What would a colour-changing system cost? If such a system on another world is similar to ones on Earth, four cost factors can be distinguished. The first factor is a ‘visual environment analysis centre’; this brain part makes use of an already existing good visual system and analyses environmental visual information in terms of colour, contrast, contours, etc. It then makes a sort of recipe that describes the visual environment. The second part, the ‘body mapper’ is also a brain centre, one that translates the recipe into a map fitting the animal precisely, holding instructions for all colour-producing skin cells (chromatophores). The third factor is the cost of firing neurones that  run from the ‘mapping centre’ to every chromatophore, turning it on or off. The fourth factor deals with the chromatophores themselves: spreading or concentrating pigment granules must also cost something. 

The first three factors have to do with neurons, and on Earth neurons are expensive (for example, the human brain requires some 20% of all blood pumped out by the heart while having a mass of only about 1.5% of the body). I do not know whether neurons on all planets will also be expensive, but let’s assume so. Mind you, if neurons would be really cheap somewhere, an organism would not be punished for throwing brain power at any problem; would that allow a runaway evolution of intelligence? In reverse, are we perhaps hampered by overly expensive neurones? If so, we are perhaps more stupid than the rest of the universe; no wonder they don’t come visiting...

Anyway, back to shadeshifting. Lacking facts, we can still think about whether animal size would affect these costs. Let’s assume that a shadeshifter needs four layers of chromatophores of different colours to produce a wide range of colour effects. I see no need for a large animal to thicken each of these four layers. Whether the colours are visible will depend on the dead tissue above, not on the thickness of the colour-producing layers. A skin area of 10 square centimeter would therefore contain the same amount of chromatophores for a small as for a large animal. In other words, the total number of chromatophores and the number of neurons to turn them on and off are linearly related to the skin area of the animal. If a large animal has three times the skin area of the small one,  it will have three times the number of chromatophores. Note that we just concluded that the third and fourth cost factors linearly depend on skin area. 

Click to enlarge; copyright Gert van Dijk

Aha! Now we are back on familiar ground, meaning ‘scaling’. ‘Scaling’ has been discussed on this blog many times (***). Say we have a chameleon with a length of 25 cm; in other words, L=25. We increase its length, width and height all five times, so the animal become 5 times longer, wider and higher; its length will be 5L=125 cm. Now, surface area scales as a square, so the animal’s skin area becomes larger by the square of 5, meaning it becomes 5^2=25 times larger. The third and fourth cost factors of our larger shadeshifter are therefore 25 times those of the small one.

By itself this does not mean that much. A large animal would in general obviously have higher energy costs than a small one. The key question is how the costs of shadeshifting relate to the animal’s overall energy budget.
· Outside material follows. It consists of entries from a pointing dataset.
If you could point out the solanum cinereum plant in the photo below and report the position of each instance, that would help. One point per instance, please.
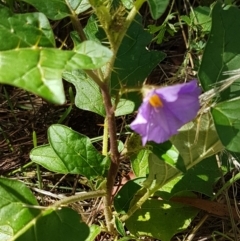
(179, 126)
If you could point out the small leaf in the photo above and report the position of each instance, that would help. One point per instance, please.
(202, 18)
(55, 225)
(88, 95)
(124, 107)
(160, 219)
(227, 121)
(222, 52)
(157, 8)
(168, 153)
(76, 152)
(134, 62)
(40, 70)
(139, 162)
(47, 157)
(14, 215)
(124, 197)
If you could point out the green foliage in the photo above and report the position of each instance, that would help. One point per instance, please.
(59, 9)
(134, 62)
(157, 8)
(70, 152)
(222, 50)
(160, 219)
(227, 121)
(105, 62)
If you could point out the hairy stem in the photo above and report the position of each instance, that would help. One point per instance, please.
(112, 173)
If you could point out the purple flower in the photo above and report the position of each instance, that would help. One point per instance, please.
(165, 110)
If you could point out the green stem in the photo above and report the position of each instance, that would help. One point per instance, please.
(105, 138)
(115, 44)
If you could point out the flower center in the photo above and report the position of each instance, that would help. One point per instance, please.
(155, 101)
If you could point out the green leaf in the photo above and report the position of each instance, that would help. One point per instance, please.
(124, 107)
(47, 157)
(157, 8)
(58, 9)
(24, 30)
(76, 152)
(40, 70)
(55, 225)
(125, 195)
(14, 215)
(226, 117)
(168, 153)
(202, 177)
(139, 162)
(160, 219)
(133, 62)
(202, 17)
(222, 52)
(89, 97)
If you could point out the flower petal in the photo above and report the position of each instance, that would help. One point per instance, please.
(179, 105)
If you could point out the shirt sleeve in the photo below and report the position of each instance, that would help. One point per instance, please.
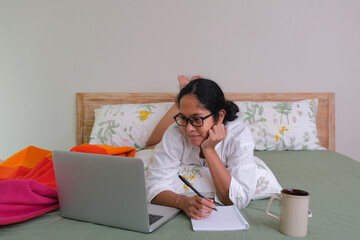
(166, 160)
(241, 166)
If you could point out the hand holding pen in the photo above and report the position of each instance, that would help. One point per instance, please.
(194, 189)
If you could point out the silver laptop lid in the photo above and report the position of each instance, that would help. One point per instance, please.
(108, 190)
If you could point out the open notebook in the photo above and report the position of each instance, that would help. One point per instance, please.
(226, 218)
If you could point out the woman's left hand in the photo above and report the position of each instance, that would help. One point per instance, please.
(216, 134)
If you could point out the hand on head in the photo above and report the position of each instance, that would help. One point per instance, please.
(216, 134)
(183, 80)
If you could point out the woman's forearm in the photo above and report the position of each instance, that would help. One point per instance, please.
(220, 175)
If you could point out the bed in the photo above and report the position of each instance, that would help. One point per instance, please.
(332, 180)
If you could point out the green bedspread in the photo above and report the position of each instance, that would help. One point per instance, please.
(332, 179)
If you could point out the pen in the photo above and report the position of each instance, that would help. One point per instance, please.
(194, 189)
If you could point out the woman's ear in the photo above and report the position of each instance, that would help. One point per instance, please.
(222, 114)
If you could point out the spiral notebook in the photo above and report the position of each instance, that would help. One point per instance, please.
(227, 218)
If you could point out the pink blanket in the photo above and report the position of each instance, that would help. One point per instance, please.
(24, 199)
(27, 181)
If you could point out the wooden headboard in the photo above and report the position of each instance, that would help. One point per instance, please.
(86, 103)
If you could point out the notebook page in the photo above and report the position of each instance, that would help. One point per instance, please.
(227, 218)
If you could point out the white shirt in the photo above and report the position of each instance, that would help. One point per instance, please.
(235, 152)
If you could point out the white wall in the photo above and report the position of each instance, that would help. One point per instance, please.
(49, 50)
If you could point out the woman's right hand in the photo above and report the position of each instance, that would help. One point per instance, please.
(183, 80)
(196, 207)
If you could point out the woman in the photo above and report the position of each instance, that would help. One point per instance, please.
(204, 133)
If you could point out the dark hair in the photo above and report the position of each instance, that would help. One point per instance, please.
(211, 97)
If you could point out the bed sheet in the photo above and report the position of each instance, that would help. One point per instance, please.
(332, 180)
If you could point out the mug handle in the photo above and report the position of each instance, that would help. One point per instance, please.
(268, 206)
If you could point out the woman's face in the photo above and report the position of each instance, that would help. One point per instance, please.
(189, 107)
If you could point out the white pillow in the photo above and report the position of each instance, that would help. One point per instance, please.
(127, 124)
(200, 177)
(282, 125)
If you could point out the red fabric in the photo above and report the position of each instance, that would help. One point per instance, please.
(27, 181)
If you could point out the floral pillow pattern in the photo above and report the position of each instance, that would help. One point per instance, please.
(127, 124)
(282, 125)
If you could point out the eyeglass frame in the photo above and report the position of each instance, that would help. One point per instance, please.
(190, 120)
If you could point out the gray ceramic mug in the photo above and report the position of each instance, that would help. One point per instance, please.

To answer that, we need to know how metabolism scales with size.

First, we need to realise that each kg of animal will need an amount of energy, so we need to think about the mass of the animal. Mass is related to volume, and volume is easy to work out; it scales with the third power. Our super-chameleon, 5 times the length, width and height of the small one, has 5^3=125 times the volume of the small one, and therefore also about 125 times the mass.

You might think that the energy needed to sustain one kg of animal is the same for a large and a small animal. If that were true, then the larger animal, 125 times the mass of the smaller one, would also have 125 times more energy to spend. That would be very nice for shadeshifting, because the costs of shadeshifting would only become 25 times larger. Brilliant!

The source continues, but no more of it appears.